Il cuore nel suo continuo lasciarsi sollecitare dalla realtà e dalle sue esigenze costitutive esercita non solo l’arte del giudizio, ma anche la libertà, che è il carattere proprio della natura umana, come ci ricorda D’Avenia nel suo ultimo libro, Resisti, cuore. L’odissea e l’arte di esser mortali (Mondadori, 2023): “Resisti, cuore! È la sintesi dell’intero poema: un’epica del cuore. L’uomo è capace di dialogare con sé stesso, e questa conversazione interiore, capacità di ri-flettere, piegarsi su di sé, lo rende uomo, lo dota di una vita che lui percepisce ‘dentro’ di sé, e che per questo chiamiamo ‘interiore’. Senza questo ‘spazio’ l’uomo smette di essere tale: dove l’animale ha l’istinto che detta ogni azione, noi abbiamo un’energia creativa che ispira e anima, ma ci lascia liberi. (…)  Ecco l’uomo, un cuore intelligente resistente” (p. 336).



Non si tratta di un’impresa semplice, perché esercitare la libertà qualche volta può dare anche i brividi, soprattutto ad adolescenti, che rischiano di essere soli davanti alle sfide della vita.

Diventa dunque irrinunciabile a scuola la generazione di una comunità educante: figure di adulti che siano in grado di accompagnare i giovani, come ricorda Affinati nel suo ultimo libro Delfini, vessilli, cannonate (Harper Collins, 2023): “Chiunque abbia a che fare con gli adolescenti, in famiglia o a scuola, come padre e madre o nella funzione di educatore, è costretto a fronteggiare il continuo scarto che essi vivono fra i precetti che l’ordine sociale e giuridico chiede loro di accettare e la pulsione irrefrenabile che al contrario li spingerebbe, se non a distruggerli, almeno a contestarli: una frizione dolorosa tra la deflagrazione del desiderio, colto nella sua massima espansione biologica, e la necessaria accettazione del patto sociale. Nella drammatica conciliazione di queste forze contrastanti si forma il carattere della persona: se ciò non succede, possono aprirsi i fossati delle tossicodipendenze, le pareti cieche della disperazione.

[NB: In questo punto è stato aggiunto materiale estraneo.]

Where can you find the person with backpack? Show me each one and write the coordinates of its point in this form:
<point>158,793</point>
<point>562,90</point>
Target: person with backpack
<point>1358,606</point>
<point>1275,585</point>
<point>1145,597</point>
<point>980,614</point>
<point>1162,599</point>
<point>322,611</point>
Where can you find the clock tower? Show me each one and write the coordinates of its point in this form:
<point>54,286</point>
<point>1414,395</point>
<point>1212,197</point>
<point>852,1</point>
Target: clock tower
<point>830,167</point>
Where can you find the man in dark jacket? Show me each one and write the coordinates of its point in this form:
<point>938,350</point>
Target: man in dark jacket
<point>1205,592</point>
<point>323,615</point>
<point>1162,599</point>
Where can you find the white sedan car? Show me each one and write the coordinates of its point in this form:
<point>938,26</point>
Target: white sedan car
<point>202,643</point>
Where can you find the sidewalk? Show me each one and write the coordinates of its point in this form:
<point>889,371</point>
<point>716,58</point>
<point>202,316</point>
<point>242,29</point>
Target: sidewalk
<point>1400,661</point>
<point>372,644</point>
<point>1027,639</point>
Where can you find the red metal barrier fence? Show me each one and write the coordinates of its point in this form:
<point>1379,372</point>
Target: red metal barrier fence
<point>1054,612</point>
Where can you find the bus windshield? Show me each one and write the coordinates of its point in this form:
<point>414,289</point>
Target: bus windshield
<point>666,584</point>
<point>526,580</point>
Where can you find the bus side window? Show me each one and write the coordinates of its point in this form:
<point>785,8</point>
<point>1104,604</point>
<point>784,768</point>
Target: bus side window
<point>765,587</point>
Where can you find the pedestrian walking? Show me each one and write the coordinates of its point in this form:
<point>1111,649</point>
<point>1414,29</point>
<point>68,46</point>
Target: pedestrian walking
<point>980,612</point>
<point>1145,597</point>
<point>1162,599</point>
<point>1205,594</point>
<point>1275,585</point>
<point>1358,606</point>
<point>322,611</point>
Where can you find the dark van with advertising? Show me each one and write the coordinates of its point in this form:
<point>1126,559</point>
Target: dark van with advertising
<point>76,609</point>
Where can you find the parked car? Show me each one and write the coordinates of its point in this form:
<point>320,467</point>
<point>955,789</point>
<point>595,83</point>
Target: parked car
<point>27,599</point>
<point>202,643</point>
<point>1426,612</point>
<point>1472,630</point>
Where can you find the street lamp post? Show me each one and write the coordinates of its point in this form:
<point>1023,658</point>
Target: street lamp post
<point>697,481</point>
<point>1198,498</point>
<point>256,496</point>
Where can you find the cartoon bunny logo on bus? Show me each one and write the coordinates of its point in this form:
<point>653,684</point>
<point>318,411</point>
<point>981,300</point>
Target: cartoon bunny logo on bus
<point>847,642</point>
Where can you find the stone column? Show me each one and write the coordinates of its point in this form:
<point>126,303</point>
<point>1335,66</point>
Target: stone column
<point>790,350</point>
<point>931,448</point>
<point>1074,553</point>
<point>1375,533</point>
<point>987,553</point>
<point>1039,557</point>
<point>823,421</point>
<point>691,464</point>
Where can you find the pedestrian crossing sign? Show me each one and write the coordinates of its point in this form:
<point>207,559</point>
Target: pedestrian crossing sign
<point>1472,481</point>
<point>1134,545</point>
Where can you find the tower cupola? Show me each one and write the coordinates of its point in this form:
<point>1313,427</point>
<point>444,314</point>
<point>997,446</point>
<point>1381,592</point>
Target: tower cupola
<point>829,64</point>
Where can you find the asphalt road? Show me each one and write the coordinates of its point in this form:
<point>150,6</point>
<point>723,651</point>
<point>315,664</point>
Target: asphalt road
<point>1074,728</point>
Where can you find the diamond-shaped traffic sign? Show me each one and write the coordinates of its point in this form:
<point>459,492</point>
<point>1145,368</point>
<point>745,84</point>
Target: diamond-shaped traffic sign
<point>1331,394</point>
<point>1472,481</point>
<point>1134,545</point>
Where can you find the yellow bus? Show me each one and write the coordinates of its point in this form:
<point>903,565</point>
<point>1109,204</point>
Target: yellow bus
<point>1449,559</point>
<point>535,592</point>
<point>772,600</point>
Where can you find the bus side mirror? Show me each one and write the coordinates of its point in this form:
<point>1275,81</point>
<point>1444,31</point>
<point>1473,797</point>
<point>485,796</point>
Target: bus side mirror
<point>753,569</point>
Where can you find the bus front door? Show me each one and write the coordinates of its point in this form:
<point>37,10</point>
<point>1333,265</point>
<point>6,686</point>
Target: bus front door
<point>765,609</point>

Ecco la ragione per cui trovare in certi momenti di particolare travaglio un adulto che non si limiti a indicare la norma, ma sia disposto a incarnarla, scoprendo gli ingranaggi della fatica necessaria, diventa imprescindibile” (pp. 31-32).

La nostra società e la scuola hanno bisogno di adulti lontani dal moralismo, inteso come imposizione di regole da seguire, di uomini e donne interessanti per il modo in cui guardano alla vita, alla realtà, alla materia che insegnano, capaci di immischiarsi con la vita di chi hanno davanti e di comunicare la bellezza di quanto insegnano.

Adulti che hanno cura della loro vita e per questo sanno accogliere le domande dei giovani che incontrano.

La cura è infatti il tratto distintivo della relazione educativa: il prendersi cura implica l’interezza dei due soggetti in gioco e la considerazione della loro libertà. Si tratta di un incontro, non di uno scontro, di un arricchimento reciproco, nella consapevolezza dell’asimmetria del rapporto.

L’adulto, che ha percorso un tratto in più di vita, se ha esercitato libertà e giudizio, potrà essere propositivo di uno sguardo sull’esistenza e sul mondo, come ricorda Luigina Mortari nel suo libro Filosofia della cura (Cortina, 2015): “Trovare la giusta misura della cura è il difficile dell’agire educativo. Le teorie ‘centrate sullo studente’ teorizzarono la necessità di riuscire a promuovere il pieno sviluppo dell’altro senza intromettersi nel suo spazio vitale, nel suo ordine del cuore e negli spazi generativi della sua vita mentale. Se il rischio di colonizzare l’altro è rilevante, non meno importante da monitorare è il rischio di impoverire il processo educativo per un’eccessiva riduzione dello spazio di presenza dell’adulto. Si assiste oggi alla tendenza a ridurre la cura educativa – che ha il suo senso vitale nel prendersi a cuore l’essere dell’altro in tutte le sue potenzialità – alla sola azione di istruire; così però il processo formativo diventa riduttivo e impoverisce le stesse possibilità d’essere dell’altro” (pp. 208-209).

Per iniziare a superare lo scollamento tra la vita personale e l’esperienza scolastica si potrebbe cominciare a privilegiare l’educazione sull’istruzione, la conoscenza sullo studio. Educare e conoscere sono opere umane profondamente intessute di cura.